I don't want my frantic pace keeping me from enjoying life's simple pleasures or cause me to miss out on Divine appointments--which is what I feel I had that day with Brett.

Like my daughter recently reminded me, good relationships don't just happen; they're intentional. You have to be "all there" for people. Frankly, there are times when I'd rather by anywhere but all there, when I want to retreat into myself and not see or talk to anybody.

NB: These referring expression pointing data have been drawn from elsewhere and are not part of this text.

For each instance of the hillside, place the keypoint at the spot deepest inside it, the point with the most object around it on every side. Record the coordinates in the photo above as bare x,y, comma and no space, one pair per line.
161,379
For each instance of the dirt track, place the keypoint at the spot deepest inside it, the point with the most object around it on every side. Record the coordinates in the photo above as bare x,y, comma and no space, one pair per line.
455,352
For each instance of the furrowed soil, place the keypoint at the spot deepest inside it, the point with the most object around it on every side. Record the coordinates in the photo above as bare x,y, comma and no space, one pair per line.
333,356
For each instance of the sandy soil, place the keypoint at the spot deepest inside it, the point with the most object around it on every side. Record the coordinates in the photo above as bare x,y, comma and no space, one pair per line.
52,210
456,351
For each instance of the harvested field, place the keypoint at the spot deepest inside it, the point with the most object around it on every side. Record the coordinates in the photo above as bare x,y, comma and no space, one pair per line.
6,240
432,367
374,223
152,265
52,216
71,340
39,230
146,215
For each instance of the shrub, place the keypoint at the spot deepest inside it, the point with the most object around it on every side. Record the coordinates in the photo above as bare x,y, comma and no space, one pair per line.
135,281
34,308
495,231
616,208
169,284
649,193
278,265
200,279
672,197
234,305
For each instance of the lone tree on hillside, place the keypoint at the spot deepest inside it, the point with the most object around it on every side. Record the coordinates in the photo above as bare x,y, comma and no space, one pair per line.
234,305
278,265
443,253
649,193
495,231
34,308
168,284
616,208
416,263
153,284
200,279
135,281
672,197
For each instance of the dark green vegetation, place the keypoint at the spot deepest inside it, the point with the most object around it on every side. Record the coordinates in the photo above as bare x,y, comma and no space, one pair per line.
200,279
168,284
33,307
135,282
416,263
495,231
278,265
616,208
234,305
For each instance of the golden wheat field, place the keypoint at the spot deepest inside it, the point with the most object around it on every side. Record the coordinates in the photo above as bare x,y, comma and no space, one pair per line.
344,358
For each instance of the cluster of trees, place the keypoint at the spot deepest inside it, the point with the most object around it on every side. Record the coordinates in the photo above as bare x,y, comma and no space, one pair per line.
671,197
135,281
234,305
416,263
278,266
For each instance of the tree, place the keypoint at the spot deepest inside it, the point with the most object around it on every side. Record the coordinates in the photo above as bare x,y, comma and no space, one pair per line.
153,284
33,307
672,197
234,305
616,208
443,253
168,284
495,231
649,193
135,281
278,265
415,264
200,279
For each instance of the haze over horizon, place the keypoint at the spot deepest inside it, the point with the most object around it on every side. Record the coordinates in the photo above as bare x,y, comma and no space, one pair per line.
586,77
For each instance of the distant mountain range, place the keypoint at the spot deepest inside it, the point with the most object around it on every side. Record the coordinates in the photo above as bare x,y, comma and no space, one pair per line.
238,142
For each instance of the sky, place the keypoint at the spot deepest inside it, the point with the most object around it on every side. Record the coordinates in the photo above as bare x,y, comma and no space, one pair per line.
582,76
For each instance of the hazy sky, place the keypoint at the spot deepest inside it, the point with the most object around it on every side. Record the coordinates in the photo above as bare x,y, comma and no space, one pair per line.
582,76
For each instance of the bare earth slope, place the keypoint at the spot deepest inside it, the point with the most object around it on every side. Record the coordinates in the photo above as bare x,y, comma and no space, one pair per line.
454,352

I think Satan uses both excessive busy-ness and isolation to keep us from making a difference in this world that we're just "a-passin' through." None of us are guaranteed a tomorrow, our life is but a mist that appears for a little while and then vanishes, and anyone that knows the good things he ought to be doing and doesn't do them, sins. (James 4:14-17)

I hope in the coming months I'll be able to share that I've been successful in slowing down, that I'm enjoying God's simple pleasures and that I am recognizing (and doing) the good things I ought to be doing.

"Only one life; twill soon by past. Only what's done for Christ will last."